Kelle - MIL is outrageous - she is lucky you did not flip out ... I think I would have lost it!

Had my scan today and there is another wiggly April baby on the way! Legs and arms were going as well as some full body waves smile we also heard the heartbeat and the nuchal measurement was 1.2 so feeling much less worried now.

Due date changed to 3rd April and I am now officially 12 weeks and 2 days : )

LoobyLou33 Fri 21-Sep-12 20:03:58

I have been saved by a kedgeree cooked by DH. The first meal I have enjoyed in a month! grin

Oh yes, the emotions...I couldn't watch a paralympics advert or event without crying!
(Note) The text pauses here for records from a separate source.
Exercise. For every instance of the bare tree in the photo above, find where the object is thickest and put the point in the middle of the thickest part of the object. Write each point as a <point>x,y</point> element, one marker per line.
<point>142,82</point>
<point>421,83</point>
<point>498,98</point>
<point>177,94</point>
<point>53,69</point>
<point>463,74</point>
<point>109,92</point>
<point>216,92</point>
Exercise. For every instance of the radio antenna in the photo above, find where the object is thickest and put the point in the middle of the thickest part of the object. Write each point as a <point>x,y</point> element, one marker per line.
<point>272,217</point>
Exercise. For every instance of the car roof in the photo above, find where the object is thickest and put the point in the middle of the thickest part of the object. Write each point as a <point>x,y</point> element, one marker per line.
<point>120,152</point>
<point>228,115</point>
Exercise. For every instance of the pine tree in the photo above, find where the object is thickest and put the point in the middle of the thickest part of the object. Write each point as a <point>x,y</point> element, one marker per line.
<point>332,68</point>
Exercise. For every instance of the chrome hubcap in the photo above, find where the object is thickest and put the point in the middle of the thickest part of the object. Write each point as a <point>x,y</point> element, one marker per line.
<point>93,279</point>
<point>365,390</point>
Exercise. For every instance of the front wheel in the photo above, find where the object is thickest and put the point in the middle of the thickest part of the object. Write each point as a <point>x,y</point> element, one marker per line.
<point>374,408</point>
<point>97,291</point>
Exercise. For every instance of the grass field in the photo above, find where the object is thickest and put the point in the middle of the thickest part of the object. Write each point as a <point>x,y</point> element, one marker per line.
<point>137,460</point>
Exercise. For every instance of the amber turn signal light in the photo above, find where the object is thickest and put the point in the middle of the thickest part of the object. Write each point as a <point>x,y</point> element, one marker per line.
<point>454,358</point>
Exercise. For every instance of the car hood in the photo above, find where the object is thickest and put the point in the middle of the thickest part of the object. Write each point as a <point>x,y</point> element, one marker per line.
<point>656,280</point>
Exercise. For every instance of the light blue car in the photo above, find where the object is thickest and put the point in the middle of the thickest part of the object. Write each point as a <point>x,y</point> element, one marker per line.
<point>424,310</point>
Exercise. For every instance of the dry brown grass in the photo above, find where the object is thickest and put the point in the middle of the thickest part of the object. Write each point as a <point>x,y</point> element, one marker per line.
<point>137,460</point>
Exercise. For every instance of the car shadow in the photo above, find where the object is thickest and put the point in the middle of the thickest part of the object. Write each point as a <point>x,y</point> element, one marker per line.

People were posting about dreams...2 nights ago I dreamed I was going to a wedding, but explained to the hosts that as DC2 was due that day, we'd need to make sure there was some mashed potato and carrot available at the reception for him/her as they'd be hungry. I was obviously expecting to give birth at the wedding! NB This is nothing on the sleep-deprivation dreams you will have with a newborn!

10 + 1

Pebble2012 Fri 21-Sep-12 20:24:09

smile LikeCandy keep me posted! I am fighting with my tears every time I think of the scan..even now...hormons I quess...

11 wks: Your baby is now around 4cm(1.6in)long, about the length of your thumb.He or She has 20 tiny tooth buds, as well as toenails and fingernails.Altough we cannot feel it yet the baby is already kicking,streching and moving around. How sweeet..

usernamegoeshere Fri 21-Sep-12 20:42:57

so tired... so, so tired. I'll be off now till Oct 1st I think which is quite good since it means I might be a bit distracted before scan. So I hope everyone has a nice week with more great scans!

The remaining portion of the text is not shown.